It’s not everyday that a game challenges your problem-solving skills for the greater good. Foldit does just that to create a world of possibilities. Presented at the 2008 Games for Health Conference in Baltimore, the game lets human instinct contribute to advancing science.
The game, available for free download at fold.it, harvests the 3-D logic abilities of the human mind to twist and turn proteins in what the creators call “a 21st-century version of Tetris”.
The goal is to gain high scores by shaping proteins into their most stable shape. The proteins range from those found in diseases like cancer or HIV, to those of enzymes which may one day cure illness or help breakdown toxic waste. Finding a stable shape allows the protein to become more effective. Read More...

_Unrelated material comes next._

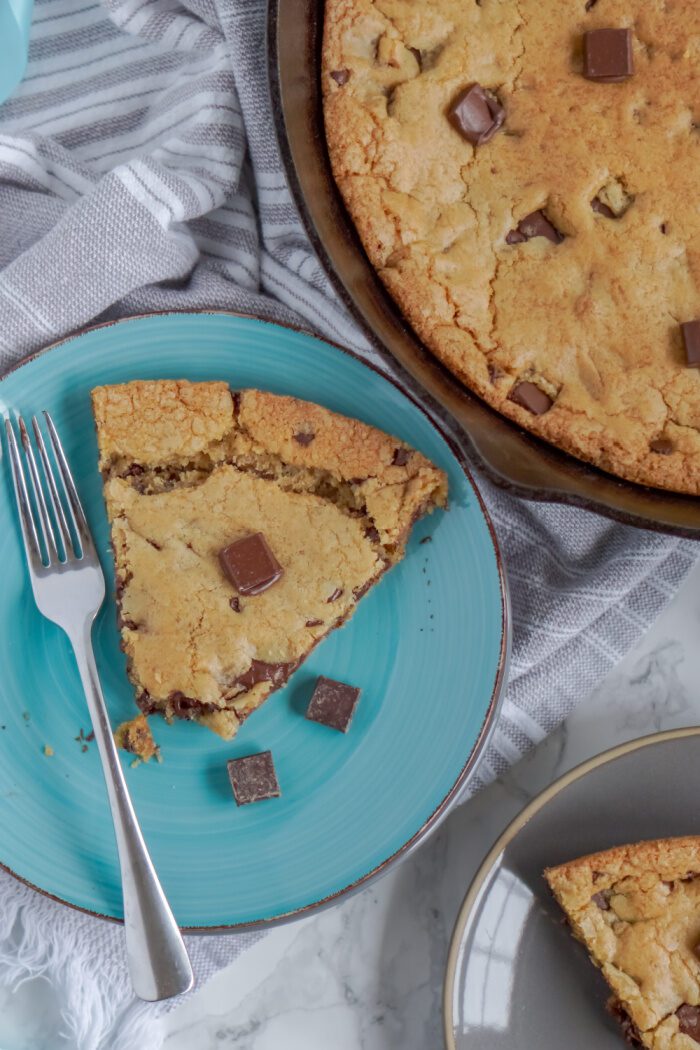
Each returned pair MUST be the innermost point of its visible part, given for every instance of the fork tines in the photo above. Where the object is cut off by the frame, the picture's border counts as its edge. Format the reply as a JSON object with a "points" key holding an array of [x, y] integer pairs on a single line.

"We're hopefully going to change the way science is done, and who it's done by," said Zoran Popovic, associate professor of computer science and engineering at the University of Washington, who presented the project last week at the Games for Health conference. "Our ultimate goal is to have ordinary people play the game and eventually be candidates for winning the Nobel Prize."
The game challenges players by having them warp and shift amino acids of proteins until they reach stability. A protein is stable when it uses the least energy to stay in position. Players earn points and compete against each other to solve these problems.
Similar programs have already been developed, which use computer processing power to attempt these simulations. In 2005, David Baker, a UW professor of biochemistry and researcher on the Foldit project, developed a program named Rosetta@home, tapping into volunteers' computer time all around the world. But even 200,000 volunteers wasn’t enough. It would take all the computers in the world centuries to solve these problems.
"There are too many possibilities for the computer to go through every possible one," Baker said. "An approach like Rosetta@home does well on small proteins, but as the protein gets bigger and bigger it gets harder and harder, and the computers often fail. People, using their intuition, might be able to home in on the right answer much more quickly," he added in a UW news article.
The group hopes Foldit will advance science by discovering protein-folding prodigies who have natural abilities to see proteins in 3-D. "I imagine that there's a 12-year-old in Indonesia who can see all this in their head," Baker says.
"Some people are just able to look at the game and in less than two minutes, get to the top score," said Popovic. "They can't even explain what they're doing, but somehow they're able to do it."
Nearly 1,000 players have tested the system in recent weeks, facing off in informal challenges and working on proteins with known shapes. But starting last week, developers opened the game to the public and presented proteins of unknown shapes.
Foldit gamers will face off against research groups around the world in a major protein-structure competition held every two years. Top players will see their work credited in scientific publications. Winning protein designs will be synthesized in Baker's lab and tested in petri dishes.
"Long-term, I'm hoping that we can get a significant fraction of the world's population engaged in solving critical problems in world health, and doing it collaboratively and successfully through the game," Baker said. "We're trying to use the brain power of people all around the world to advance biomedical research."
The program was developed by doctoral student Seth Cooper and postdoctoral researcher Adrien Treuille, both in computer science and engineering. They also worked with Zoran Popovic, David Baker and with David Salesin, a UW professor of computer science and engineering.
This research project is funded by the Defense Advanced Research Projects Agency, the Howard Hughes Medical Institute, Microsoft Corp. and Adobe Systems Inc., and through fellowships at Nvidia Corp. and Intel Corp.